KL: I don't think he's 100 percent. His two outings [since returning] have not been good. He hasn't recovered totally to be back into shape. I know that we are going to try to pitch him a little bit in the playoffs and try to get him ready for the Fall League. He missed at least a month, maybe a little bit longer, so he has to work his way back into pitching shape. We want him to go to the Fall League and work on his breaking ball, continue to work on his change-up and maybe look at adding a cutter or a split or something like that to add something to his arsenal.
OC: Graham Godfrey ended up making the Texas League post-season All-Star team. Did you see a big improvement from him, or were his improved numbers more of a reflection of getting out of the California League?
KL: No, he really made some adjustments. I really liked what he did with his off-season program and then he maintained it during the season. He stayed strong the entire year and I don't remember him even missing any starts. He was kind of the leader of that club and the bulldog, taking it out there every fifth day. He has more than 160 innings. It has been a remarkable year for him and he has earned that right to make that transition and hope to be ready for Triple-A next year. He's from out of that Marco Scutaro trade and people were really down on that trade, but the kid is still making his way up there and I think he's going to be a good one for us.
OC: Arnold Leon has really pitched well since moving into the starting rotation. Is that something you see him doing [starting] longterm?
KL: We have bounced back and forth with what is the best thing for him because in Mexico, he is a set-up man and sometimes closer in the winter leagues and, in the past, in the summer leagues. He has just pitched all year around for the past two years and we were almost worried that we were hurting the kid just by starting him, so we have been very conservative with him. Once we got him into his rhythm, we decided to give him his shot at starting. It's all fit perfectly for him. He likes it. He also likes the other aspect of it [relieving], so it is sort of a two-way street with him.
Fortunately and unfortunately, he'll probably go play winter ball again, so he won't be able to rest a lot again this winter. But certainly we think we have a good acquisition with him.
OC: Is it still his curveball that you think is his best pitch, or is there another pitch that you think has taken the lead?
KL: His curveball has improved. We added some velocity to it. He had been throwing it like [Vincente] Padilla does, throwing that 65 miles per hour curveball that just sort of floats up there. We got him to throw it a little bit harder and got him to get a little more spin to it, and it's been a really good pitch. Then if he wants to throw that really slow one every once in awhile, I think it changes the timing of the hitter.
For him, it's more about his location and getting a downward plane on his fastball. A lot of his problems in the past have been when he has gotten underneath some of his pitches. Now he is really getting on top of his pitches and is locating. With that has come a pretty good two-seam fastball that has some movement.
OC: Is his age  less of a concern at the level that he is at [Double-A] because of the level of competition that he has faced in Mexico?
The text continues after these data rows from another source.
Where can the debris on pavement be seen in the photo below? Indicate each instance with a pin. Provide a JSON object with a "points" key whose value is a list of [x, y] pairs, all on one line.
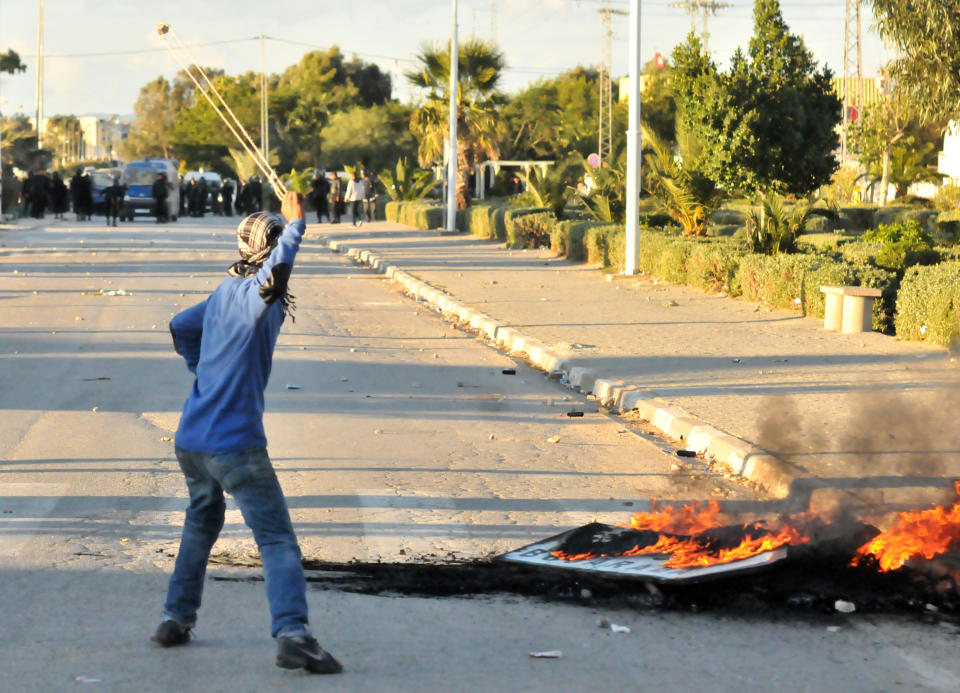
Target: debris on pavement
{"points": [[844, 607], [86, 679], [607, 624]]}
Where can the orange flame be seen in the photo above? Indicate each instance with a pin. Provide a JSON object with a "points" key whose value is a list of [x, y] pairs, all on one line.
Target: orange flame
{"points": [[689, 551], [915, 534]]}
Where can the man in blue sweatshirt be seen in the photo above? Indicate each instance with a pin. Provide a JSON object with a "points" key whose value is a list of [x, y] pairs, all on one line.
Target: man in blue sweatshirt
{"points": [[227, 342]]}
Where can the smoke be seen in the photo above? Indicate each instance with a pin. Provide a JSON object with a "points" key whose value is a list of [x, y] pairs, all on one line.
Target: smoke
{"points": [[870, 451]]}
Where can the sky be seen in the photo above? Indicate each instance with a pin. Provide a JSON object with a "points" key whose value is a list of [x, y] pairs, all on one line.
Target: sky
{"points": [[539, 38]]}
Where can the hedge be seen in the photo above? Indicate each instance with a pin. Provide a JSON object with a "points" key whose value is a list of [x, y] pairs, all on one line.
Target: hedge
{"points": [[531, 230], [928, 303], [712, 266], [421, 214]]}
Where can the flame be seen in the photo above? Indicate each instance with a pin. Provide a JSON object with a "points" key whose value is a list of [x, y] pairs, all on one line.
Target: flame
{"points": [[915, 534], [692, 518], [689, 550], [691, 553]]}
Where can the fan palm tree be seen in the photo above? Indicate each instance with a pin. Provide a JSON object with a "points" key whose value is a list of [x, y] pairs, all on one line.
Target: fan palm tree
{"points": [[687, 195], [478, 70]]}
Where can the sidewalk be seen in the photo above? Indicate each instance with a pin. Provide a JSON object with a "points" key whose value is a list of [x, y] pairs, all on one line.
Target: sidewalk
{"points": [[867, 415]]}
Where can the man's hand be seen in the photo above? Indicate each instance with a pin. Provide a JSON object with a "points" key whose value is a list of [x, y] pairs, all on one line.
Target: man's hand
{"points": [[292, 207]]}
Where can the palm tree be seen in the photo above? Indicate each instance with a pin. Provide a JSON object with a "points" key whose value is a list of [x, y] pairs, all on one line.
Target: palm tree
{"points": [[687, 195], [478, 70]]}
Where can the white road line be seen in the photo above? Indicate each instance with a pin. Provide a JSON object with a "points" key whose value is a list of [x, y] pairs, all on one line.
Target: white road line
{"points": [[23, 505]]}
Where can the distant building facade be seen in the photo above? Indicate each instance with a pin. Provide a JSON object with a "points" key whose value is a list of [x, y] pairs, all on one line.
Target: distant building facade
{"points": [[99, 138]]}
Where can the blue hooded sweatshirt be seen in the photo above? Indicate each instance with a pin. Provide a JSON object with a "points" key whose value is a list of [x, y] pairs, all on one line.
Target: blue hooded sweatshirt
{"points": [[227, 341]]}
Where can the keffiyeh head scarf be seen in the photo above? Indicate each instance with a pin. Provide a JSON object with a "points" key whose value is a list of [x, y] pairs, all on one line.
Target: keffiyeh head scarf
{"points": [[257, 236]]}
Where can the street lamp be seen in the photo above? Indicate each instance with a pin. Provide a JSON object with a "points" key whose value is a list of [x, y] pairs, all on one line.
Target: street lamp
{"points": [[634, 146], [452, 162]]}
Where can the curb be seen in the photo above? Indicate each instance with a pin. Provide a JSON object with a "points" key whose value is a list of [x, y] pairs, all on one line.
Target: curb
{"points": [[742, 458]]}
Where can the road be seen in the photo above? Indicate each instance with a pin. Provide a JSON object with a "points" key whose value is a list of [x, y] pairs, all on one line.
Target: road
{"points": [[401, 440]]}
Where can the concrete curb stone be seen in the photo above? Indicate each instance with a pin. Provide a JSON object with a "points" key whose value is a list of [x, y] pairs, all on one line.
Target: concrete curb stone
{"points": [[742, 458]]}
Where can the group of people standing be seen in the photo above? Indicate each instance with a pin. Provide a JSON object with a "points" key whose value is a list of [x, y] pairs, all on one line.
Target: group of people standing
{"points": [[196, 194], [41, 192], [331, 197]]}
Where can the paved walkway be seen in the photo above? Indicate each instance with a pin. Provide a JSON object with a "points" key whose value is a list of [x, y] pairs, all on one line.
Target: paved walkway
{"points": [[866, 414]]}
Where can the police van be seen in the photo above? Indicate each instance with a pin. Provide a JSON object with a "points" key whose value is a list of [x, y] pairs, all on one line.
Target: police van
{"points": [[139, 177]]}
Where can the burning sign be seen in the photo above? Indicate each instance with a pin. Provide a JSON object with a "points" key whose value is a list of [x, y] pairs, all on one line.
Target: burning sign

KL: It's been pretty remarkable because he is really one of the very few really young guys that we've even tried to do that with. Having played in Mexico, as you said, has kind of been a barometer because he is much more veteran than most players his age. He is like the freshman who is playing with the seniors. By the time he is a senior, he has learned not to be afraid of anything. He's been in all of those situations. I think Mexico has been good for him.